By Staff | Apr 23, 2014

Middlebourne Mayor Charles Delauder displays new decorative banners that will flay above Main Street. (Photo by Amy Witschey)

On April 15 Middlebourne Council unanimously approved the first of three readings to increase water rates by 15 percent.

Mayor Charles Delauder said the increase is needed for two reasons: they must reach a certain rate level before they are available for any grants, according to the West Virginia Infrastructure and Jobs Development Council, and the water system is currently running in the red.

“When you figure everything out, we will be $11,421 short come July 1,” said Delauder of the water department. “I just don’t know how we’re going to keep the water plant running if we don’t have an increase.”

The rate increase should translate into raising the average bill by about $4. With sewage, garbage, and any other charges, an average municipal bill would be about $92.

“It makes more sense to do gradual increases,” said Councilwoman Susan Pelikan.

Colleague Vera Henthorn agreed, “You don’t notice it as much.”

Mayor Delauder noted that, even with the increase, which would have to be approved by the West Virginia Public Service Commission, the town would still have the 35th lowest water rates in the state.

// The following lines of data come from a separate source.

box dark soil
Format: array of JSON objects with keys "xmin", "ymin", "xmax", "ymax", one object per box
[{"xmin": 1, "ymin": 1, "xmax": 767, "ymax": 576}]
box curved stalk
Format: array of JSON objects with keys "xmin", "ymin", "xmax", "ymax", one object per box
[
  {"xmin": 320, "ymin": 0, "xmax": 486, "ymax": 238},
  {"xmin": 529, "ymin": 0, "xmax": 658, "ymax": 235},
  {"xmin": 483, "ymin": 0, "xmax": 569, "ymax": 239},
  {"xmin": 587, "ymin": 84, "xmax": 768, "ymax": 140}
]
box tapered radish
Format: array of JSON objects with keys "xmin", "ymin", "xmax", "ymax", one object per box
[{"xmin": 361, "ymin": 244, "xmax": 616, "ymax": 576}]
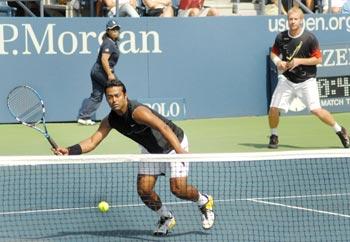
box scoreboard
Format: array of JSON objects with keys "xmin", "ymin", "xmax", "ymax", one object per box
[{"xmin": 318, "ymin": 76, "xmax": 350, "ymax": 99}]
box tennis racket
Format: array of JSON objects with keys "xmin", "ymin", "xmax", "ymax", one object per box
[
  {"xmin": 286, "ymin": 41, "xmax": 303, "ymax": 62},
  {"xmin": 7, "ymin": 85, "xmax": 58, "ymax": 149}
]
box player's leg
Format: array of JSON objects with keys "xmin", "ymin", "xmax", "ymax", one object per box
[
  {"xmin": 169, "ymin": 175, "xmax": 215, "ymax": 229},
  {"xmin": 137, "ymin": 174, "xmax": 160, "ymax": 211},
  {"xmin": 301, "ymin": 78, "xmax": 350, "ymax": 148},
  {"xmin": 310, "ymin": 108, "xmax": 350, "ymax": 148},
  {"xmin": 268, "ymin": 75, "xmax": 294, "ymax": 148},
  {"xmin": 138, "ymin": 146, "xmax": 176, "ymax": 236},
  {"xmin": 168, "ymin": 134, "xmax": 215, "ymax": 229},
  {"xmin": 137, "ymin": 174, "xmax": 176, "ymax": 235}
]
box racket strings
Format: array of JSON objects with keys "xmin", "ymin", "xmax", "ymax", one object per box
[
  {"xmin": 8, "ymin": 87, "xmax": 44, "ymax": 124},
  {"xmin": 17, "ymin": 102, "xmax": 43, "ymax": 124}
]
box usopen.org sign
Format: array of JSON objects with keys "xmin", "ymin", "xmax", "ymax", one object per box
[{"xmin": 0, "ymin": 22, "xmax": 162, "ymax": 56}]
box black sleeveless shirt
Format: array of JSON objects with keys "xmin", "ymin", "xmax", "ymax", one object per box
[{"xmin": 108, "ymin": 100, "xmax": 184, "ymax": 154}]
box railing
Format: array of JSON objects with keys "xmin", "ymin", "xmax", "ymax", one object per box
[
  {"xmin": 234, "ymin": 0, "xmax": 327, "ymax": 15},
  {"xmin": 5, "ymin": 0, "xmax": 335, "ymax": 17},
  {"xmin": 7, "ymin": 0, "xmax": 44, "ymax": 17}
]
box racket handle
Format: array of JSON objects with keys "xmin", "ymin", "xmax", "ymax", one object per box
[{"xmin": 47, "ymin": 136, "xmax": 58, "ymax": 149}]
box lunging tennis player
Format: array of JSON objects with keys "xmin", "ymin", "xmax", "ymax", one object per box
[{"xmin": 52, "ymin": 79, "xmax": 215, "ymax": 236}]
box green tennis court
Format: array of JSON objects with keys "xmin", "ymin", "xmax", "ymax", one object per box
[
  {"xmin": 0, "ymin": 113, "xmax": 349, "ymax": 241},
  {"xmin": 0, "ymin": 151, "xmax": 350, "ymax": 241},
  {"xmin": 0, "ymin": 113, "xmax": 349, "ymax": 155}
]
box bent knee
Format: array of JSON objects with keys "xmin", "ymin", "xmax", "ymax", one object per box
[
  {"xmin": 137, "ymin": 186, "xmax": 152, "ymax": 197},
  {"xmin": 170, "ymin": 182, "xmax": 187, "ymax": 198}
]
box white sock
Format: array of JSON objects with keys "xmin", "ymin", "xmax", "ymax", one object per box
[
  {"xmin": 271, "ymin": 128, "xmax": 278, "ymax": 136},
  {"xmin": 197, "ymin": 192, "xmax": 209, "ymax": 207},
  {"xmin": 156, "ymin": 205, "xmax": 172, "ymax": 218},
  {"xmin": 333, "ymin": 123, "xmax": 342, "ymax": 132}
]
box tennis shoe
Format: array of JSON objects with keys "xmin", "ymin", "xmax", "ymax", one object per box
[
  {"xmin": 199, "ymin": 195, "xmax": 215, "ymax": 230},
  {"xmin": 153, "ymin": 215, "xmax": 176, "ymax": 236},
  {"xmin": 268, "ymin": 134, "xmax": 278, "ymax": 149},
  {"xmin": 77, "ymin": 119, "xmax": 95, "ymax": 125},
  {"xmin": 336, "ymin": 126, "xmax": 350, "ymax": 148}
]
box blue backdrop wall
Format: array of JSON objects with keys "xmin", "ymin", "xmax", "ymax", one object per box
[{"xmin": 1, "ymin": 15, "xmax": 350, "ymax": 123}]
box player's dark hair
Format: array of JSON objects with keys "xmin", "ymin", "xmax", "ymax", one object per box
[{"xmin": 105, "ymin": 79, "xmax": 126, "ymax": 94}]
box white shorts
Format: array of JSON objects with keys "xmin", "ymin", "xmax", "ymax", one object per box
[
  {"xmin": 138, "ymin": 134, "xmax": 189, "ymax": 178},
  {"xmin": 270, "ymin": 75, "xmax": 321, "ymax": 113}
]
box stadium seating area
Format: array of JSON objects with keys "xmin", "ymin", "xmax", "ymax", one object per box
[
  {"xmin": 4, "ymin": 0, "xmax": 270, "ymax": 17},
  {"xmin": 3, "ymin": 0, "xmax": 336, "ymax": 17}
]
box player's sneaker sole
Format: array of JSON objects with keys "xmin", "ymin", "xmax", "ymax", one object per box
[
  {"xmin": 77, "ymin": 119, "xmax": 96, "ymax": 125},
  {"xmin": 337, "ymin": 126, "xmax": 350, "ymax": 148},
  {"xmin": 268, "ymin": 134, "xmax": 279, "ymax": 149},
  {"xmin": 153, "ymin": 216, "xmax": 176, "ymax": 236},
  {"xmin": 200, "ymin": 195, "xmax": 215, "ymax": 230}
]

“It is nice knowing we had some of the lowest rates around,” agreed Pelikan.

Treasurer Tena Lemasters expressed some concern about the rate increase. “We have so many now, I’m just worried it will be a mess either way,” she said of delinquent bills.

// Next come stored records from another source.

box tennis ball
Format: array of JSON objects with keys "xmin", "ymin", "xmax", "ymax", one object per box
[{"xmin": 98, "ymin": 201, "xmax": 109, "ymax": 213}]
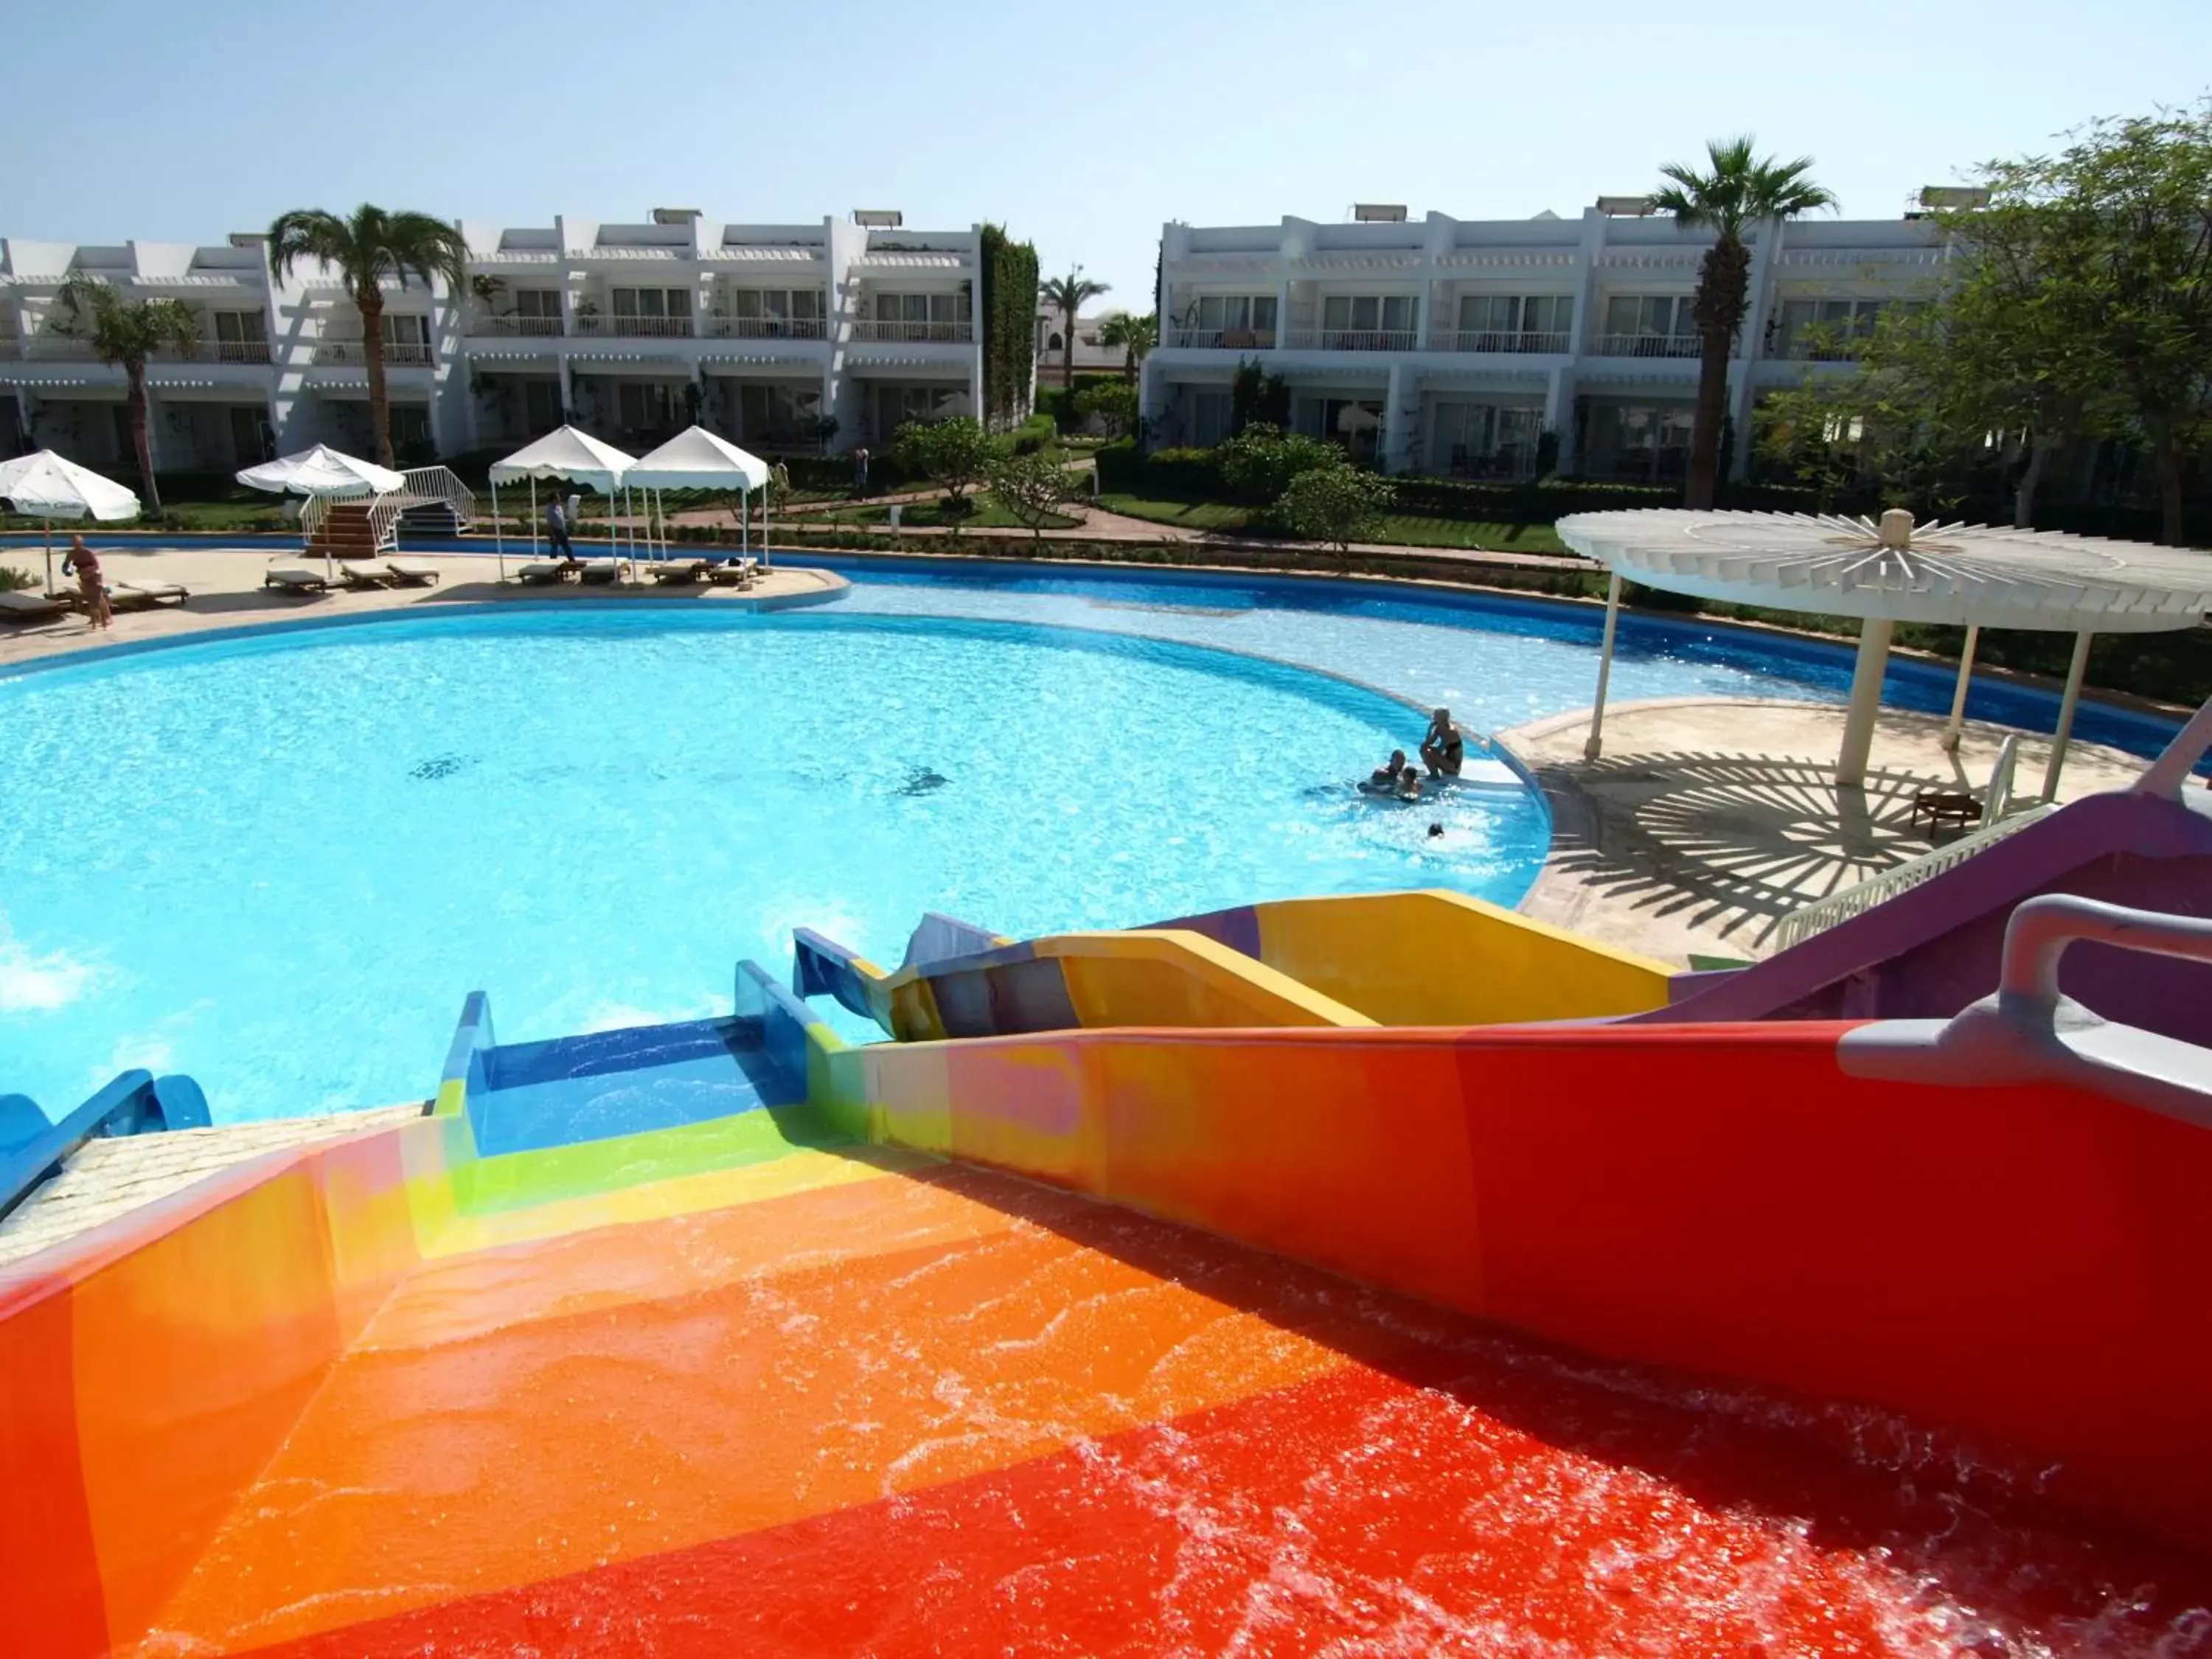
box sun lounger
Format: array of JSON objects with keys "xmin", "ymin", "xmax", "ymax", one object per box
[
  {"xmin": 385, "ymin": 560, "xmax": 442, "ymax": 587},
  {"xmin": 263, "ymin": 562, "xmax": 329, "ymax": 594},
  {"xmin": 0, "ymin": 590, "xmax": 69, "ymax": 622},
  {"xmin": 336, "ymin": 560, "xmax": 391, "ymax": 590},
  {"xmin": 515, "ymin": 560, "xmax": 574, "ymax": 585},
  {"xmin": 574, "ymin": 557, "xmax": 623, "ymax": 585},
  {"xmin": 705, "ymin": 557, "xmax": 758, "ymax": 588},
  {"xmin": 111, "ymin": 581, "xmax": 190, "ymax": 608},
  {"xmin": 644, "ymin": 559, "xmax": 708, "ymax": 585}
]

Based on a 3,000 gallon minimum bill, the minimum would increase from $22.46 to $25.82.

“If we pass this, we will be halfway there,” said Delauder of the town meeting the bill threshold for grant eligibility.

The town currently has a $30,000 grant for pre-engineering for a project that would improve distribution capacity, a water storage tank, and add fire hydrants.

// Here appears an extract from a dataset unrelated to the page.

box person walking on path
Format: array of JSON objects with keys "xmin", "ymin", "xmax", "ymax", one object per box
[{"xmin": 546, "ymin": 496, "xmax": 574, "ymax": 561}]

Councilman Rodney Miller wanted to know if there was a study done on the reduction in production costs if the town can switch to getting its water from wells instead of Middle Island Creek. The mayor said there had not been a study completed, but there would undoubtedly be a reduction because less chemicals would be needed to make the water potable.

“The good thing about water wells is we are guaranteeing we are not going to get any of the waste that is being dumped in the creek,” noted Delauder.

In June or July the town will be drilling test wells at a depth of about 100 feet. The mayor said the wells must make 72,000 gallons per minute to be feasible.

Miller noted that if they hit good wells, the town would have the capacity to expand and pick up more customers.

“The more water we sell, the better off we are,” agreed Delauder.

Council noted that if the rate increase is approved and goes into effect, it will also slightly increase the price at the water filling station by the town building.

“In reality, that’s the most expensive water,” said Delauder. Currently the price is $2 for 250 gallons or $8 per 1,000 gallons on the vender by the city building.

The new rate would charge line customers $8.60 per 1,000 gallons as opposed to the current $7.48 per 1,000. That rate is for the first 4,000 gallons; the price changes as consumption increases.

In other matters, Delauder showed council new banners that will decorate the town’s Main Street. Colorful ones with a picket fence and flowers will go up soon. Then patriotic ones will be up Memorial Day through Labor Day.

Also under town improvement, as soon as electric company can get it hooked up, the welcome signs will be lit. All of the other work is completed.

“Someday you’ll be coming down the road after dark and you’ll notice the lights,” said Delauder with a smile.

Council also unanimously approved making Lemasters the town manager-a new position for Middlebourne. When reviewing the job description, council asked Lemasters if she was comfortable with all of the duties. She said she already does all of these things listed except for one or two items-primarily the hiring and firing of employees.

However, those actions require mayor and council approval anyway.

Delauder added that some of the duties, particularly directing the city workers on what is to be done on a daily basis, will be done in consultation with him.

Lemasters will receive a $200 per month salary increase in concert with the title.

She will soon have a new computer with which to generate municipal bills. Council approved the purchase of a machine at a cost of $949.99 plus labor.

“It seems like we never get through buying computers,” noted Delauder, who added that the purchase is necessary. “It has already stopped once on Tena in the middle of running bills.”

Mayor Delauder noted there are several junk cars sitting on the streets. He will begin writing letters to the owners if they do not have a valid inspection sticker or license plate. If they are not removed, they will be towed and impounded until they pay a fine or the city sells the car.

“I intend to start enforcing this because it is getting out of hand,” said Delauder.

Finally, a request from the American Legion for $200 to fund a boy to attend Boys State died for a lack of a motion. Pelikan said she thinks it is a wonderful program, but if you start giving out money, everyone will come asking.

Those present at the meeting were Delauder, Lemasters, Henthorn, Miller, and Pelikan.